Corneil also said women should regularly perform self-exams.
“The other part of the story to me is, don’t depend on a yearly mammogram,” she said. “Check yourself. Be responsible for your own body.
“You’ve got to know your own body.”
She also encourages those women who have battled breast cancer to share their stories.
“I think you need to remove the fear,” Corneil said. “There’s fear anyway, but it shouldn’t be surrounded by mystery, that it’s a terrible topic to talk about. It needs to come out in the open. People need to be open about it. I don’t always want to be talking about breast cancer; I want to talk about other things in my life, but Sept. 12, my life changed forever, and it’s a part of my life now.
“I would talk to anybody that wanted information about it because the more we know, the more it’s out there, the more we can remove the horrible mystique about it, that it’s a death sentence. It’s not a death sentence anymore, and I think a lot of people still think it is, or they think it’s not that serious.”

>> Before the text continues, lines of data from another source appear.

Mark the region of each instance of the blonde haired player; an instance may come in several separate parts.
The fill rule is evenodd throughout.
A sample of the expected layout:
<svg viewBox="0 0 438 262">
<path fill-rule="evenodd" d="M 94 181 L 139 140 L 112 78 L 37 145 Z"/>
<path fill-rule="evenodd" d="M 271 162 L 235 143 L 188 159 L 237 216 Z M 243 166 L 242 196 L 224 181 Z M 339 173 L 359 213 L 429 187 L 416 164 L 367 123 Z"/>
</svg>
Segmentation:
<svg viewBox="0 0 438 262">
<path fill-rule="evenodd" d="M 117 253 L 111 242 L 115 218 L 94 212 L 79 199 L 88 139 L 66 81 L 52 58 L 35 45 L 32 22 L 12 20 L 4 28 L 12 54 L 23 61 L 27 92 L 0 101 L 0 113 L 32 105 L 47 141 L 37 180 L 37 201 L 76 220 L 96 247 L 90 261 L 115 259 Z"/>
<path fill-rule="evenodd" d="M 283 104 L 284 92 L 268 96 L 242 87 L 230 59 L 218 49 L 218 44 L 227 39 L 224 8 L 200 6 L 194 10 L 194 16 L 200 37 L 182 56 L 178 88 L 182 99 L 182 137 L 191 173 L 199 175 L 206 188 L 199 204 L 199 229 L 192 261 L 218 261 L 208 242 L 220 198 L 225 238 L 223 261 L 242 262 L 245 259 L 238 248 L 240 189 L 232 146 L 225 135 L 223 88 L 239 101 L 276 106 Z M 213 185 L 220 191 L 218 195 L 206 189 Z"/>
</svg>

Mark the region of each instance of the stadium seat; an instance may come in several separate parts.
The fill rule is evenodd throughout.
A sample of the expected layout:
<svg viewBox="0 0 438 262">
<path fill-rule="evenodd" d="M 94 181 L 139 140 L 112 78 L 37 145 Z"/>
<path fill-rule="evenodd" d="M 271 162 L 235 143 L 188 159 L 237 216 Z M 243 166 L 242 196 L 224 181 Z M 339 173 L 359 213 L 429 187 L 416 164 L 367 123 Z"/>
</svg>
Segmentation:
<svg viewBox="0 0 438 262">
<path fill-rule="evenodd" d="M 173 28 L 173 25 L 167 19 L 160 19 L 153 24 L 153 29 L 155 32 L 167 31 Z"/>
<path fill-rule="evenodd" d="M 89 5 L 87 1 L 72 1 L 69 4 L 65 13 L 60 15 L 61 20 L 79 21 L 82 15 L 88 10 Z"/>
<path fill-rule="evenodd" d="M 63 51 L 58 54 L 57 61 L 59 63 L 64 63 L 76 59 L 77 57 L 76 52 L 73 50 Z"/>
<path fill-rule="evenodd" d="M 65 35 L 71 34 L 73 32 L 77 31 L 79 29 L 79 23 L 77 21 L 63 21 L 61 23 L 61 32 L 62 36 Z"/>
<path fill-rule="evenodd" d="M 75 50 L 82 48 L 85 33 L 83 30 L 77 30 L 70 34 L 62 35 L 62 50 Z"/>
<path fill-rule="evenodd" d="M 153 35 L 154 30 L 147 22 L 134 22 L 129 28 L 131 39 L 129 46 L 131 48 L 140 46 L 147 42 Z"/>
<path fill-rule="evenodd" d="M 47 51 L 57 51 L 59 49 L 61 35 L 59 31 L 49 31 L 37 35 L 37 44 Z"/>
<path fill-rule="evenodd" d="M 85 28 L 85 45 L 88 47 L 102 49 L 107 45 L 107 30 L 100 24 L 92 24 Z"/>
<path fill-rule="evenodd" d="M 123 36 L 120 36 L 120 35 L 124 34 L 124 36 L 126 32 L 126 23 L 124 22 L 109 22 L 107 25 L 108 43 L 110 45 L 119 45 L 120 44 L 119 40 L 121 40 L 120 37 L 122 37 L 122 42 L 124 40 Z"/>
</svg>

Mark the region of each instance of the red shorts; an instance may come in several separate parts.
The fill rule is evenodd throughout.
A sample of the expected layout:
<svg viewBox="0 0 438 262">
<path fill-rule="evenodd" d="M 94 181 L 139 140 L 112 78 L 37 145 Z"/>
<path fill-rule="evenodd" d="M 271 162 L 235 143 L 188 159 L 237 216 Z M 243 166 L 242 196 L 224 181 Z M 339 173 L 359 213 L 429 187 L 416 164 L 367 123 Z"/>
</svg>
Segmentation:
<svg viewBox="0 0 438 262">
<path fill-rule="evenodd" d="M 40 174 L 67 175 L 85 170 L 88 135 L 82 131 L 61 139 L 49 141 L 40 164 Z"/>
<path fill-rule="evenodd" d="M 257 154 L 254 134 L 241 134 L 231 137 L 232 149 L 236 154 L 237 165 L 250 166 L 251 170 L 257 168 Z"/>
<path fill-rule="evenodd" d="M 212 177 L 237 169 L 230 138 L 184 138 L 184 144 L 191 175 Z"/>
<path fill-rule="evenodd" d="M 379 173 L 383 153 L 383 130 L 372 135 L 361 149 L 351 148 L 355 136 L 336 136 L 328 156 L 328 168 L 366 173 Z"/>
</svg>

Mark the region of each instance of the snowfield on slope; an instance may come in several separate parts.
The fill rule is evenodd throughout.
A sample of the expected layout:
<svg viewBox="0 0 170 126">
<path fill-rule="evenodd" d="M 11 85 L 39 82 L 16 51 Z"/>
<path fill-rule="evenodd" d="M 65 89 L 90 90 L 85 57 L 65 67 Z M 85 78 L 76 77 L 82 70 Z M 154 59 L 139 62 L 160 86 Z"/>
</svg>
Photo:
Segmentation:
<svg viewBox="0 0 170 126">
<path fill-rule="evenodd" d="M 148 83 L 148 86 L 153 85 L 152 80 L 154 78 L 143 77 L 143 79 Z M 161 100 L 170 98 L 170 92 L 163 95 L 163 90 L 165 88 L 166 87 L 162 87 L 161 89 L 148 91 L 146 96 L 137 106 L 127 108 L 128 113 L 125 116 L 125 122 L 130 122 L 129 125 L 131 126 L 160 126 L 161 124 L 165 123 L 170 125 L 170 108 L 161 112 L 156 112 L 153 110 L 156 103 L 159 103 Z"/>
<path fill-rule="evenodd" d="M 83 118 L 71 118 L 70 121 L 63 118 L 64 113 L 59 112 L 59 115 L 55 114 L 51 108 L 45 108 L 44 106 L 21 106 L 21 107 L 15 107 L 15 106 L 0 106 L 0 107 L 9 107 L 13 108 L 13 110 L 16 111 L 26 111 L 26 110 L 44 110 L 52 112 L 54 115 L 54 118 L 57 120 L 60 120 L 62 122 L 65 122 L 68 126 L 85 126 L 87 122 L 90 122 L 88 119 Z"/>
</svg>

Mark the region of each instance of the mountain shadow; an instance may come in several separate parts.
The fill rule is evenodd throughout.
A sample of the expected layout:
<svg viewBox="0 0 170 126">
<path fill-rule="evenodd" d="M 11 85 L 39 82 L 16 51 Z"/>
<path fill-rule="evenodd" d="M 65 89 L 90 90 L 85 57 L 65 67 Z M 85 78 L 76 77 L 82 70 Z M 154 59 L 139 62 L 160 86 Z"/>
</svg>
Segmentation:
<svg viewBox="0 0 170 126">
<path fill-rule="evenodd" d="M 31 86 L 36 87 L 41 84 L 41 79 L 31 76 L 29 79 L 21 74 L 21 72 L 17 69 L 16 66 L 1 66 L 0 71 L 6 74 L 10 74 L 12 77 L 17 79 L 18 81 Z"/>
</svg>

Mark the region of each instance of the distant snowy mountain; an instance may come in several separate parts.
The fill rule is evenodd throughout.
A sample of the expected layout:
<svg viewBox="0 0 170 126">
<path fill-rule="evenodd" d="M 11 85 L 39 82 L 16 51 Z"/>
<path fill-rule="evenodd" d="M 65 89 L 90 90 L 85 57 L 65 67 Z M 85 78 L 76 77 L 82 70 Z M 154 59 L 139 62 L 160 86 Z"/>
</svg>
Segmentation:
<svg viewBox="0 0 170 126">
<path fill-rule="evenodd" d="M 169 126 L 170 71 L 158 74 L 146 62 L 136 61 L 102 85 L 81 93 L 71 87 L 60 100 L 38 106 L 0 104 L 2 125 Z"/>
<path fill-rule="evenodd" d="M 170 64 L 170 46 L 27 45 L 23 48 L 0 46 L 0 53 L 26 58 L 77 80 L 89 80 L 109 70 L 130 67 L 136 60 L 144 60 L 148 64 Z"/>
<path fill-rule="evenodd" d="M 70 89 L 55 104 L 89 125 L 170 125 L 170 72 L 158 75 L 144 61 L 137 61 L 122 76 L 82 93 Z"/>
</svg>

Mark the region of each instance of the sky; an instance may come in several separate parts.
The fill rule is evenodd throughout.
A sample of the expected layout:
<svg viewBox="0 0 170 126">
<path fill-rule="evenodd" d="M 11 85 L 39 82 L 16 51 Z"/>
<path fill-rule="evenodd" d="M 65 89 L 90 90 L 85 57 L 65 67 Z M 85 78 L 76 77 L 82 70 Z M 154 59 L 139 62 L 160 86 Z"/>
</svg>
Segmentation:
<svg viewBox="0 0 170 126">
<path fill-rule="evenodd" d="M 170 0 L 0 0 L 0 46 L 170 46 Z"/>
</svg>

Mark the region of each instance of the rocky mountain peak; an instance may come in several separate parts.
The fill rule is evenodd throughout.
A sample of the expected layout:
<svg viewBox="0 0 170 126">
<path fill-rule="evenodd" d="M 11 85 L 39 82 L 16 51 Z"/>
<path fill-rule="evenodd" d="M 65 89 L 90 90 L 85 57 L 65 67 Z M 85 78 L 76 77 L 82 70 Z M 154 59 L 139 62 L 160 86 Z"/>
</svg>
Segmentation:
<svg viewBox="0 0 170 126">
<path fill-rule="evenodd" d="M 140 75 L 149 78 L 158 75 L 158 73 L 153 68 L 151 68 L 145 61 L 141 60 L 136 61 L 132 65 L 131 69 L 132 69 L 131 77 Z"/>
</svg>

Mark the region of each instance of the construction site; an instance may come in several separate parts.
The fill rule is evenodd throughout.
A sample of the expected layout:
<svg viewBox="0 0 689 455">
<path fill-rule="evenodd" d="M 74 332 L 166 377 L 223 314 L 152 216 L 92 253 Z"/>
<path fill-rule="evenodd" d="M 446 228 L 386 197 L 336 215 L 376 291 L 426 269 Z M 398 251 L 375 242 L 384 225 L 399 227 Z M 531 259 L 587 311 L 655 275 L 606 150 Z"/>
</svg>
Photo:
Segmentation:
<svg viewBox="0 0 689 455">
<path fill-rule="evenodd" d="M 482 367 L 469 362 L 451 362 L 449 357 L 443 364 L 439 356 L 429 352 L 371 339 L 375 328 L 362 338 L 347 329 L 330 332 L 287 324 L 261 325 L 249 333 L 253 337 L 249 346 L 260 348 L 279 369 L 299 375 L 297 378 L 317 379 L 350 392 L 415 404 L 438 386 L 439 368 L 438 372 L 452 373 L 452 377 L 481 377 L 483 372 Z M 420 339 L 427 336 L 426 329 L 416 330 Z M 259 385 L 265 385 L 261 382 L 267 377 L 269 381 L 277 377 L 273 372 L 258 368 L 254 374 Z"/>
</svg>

Corneil said it is important to live a normal life during a battle with breast cancer.
“Live every day just, really, as normally as possible,” she said. “Anybody with cancer wants to seem as normal as possible. (You) don’t want to talk about cancer all the time, so do some fun stuff.”
She also suggested creating an email or communication chain to provide regular updates to people.
Corneil said she has no doubt that she will make it through this journey.
“It’s like I told (my friend),” she said. “I said, ‘I have three things. The Lord is holding me, (my friends’ and church’s) prayers are holding me up and I’m stubborn as hell.”